Use fine-tuned model
Once the model is trained and deployed on the inference server, it will be listed as 🟢 Online in the dashboard.
You can try it out directly in the playground, and see its training metrics in the Fine-Tune Info tab.
API
Use the API to run evals using your new model
- python
fine_tuned_metric = Metric(name="My Custom Evaluation Metric") # Reference the fine-tuned model by name or id
# Run evals on your test/holdout dataset to see how the model is performing
test_results_df = client.evaluate_dataset(test_dataset_id, fine_tuned_metric)

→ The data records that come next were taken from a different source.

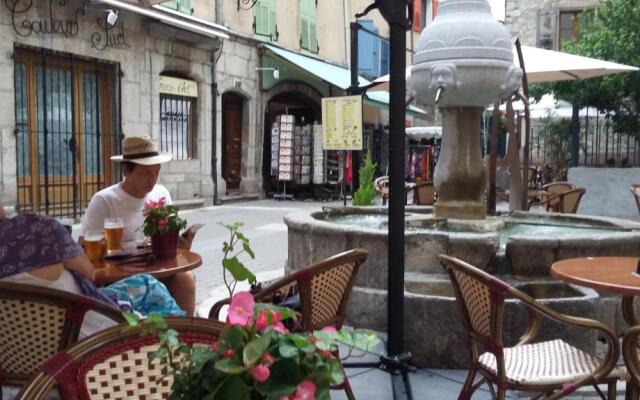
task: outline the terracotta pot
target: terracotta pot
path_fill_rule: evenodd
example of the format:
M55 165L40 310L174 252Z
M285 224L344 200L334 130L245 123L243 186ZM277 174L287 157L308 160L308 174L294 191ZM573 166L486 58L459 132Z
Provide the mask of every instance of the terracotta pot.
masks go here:
M178 252L178 231L151 236L151 248L159 259L175 258Z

# Run evals on any application data
eval_results_df = client.evaluate_data(
# data should include the columns that the model expects
data=pd.DataFrame({
"input": ["What is the meaning of life?"],
"output": ["42"],
"ground_truth": ["Life, universe and everything"]
}),
metrics=[fine_tuned_metric],
)
Weights & Biases integration
AutoEval allows you to track detailed training runs in your own Weights & Biases account. To do so, navigate to the API Keys console, and save your W&B API key. Subsequent fine-tuning runs will be tracked in your account.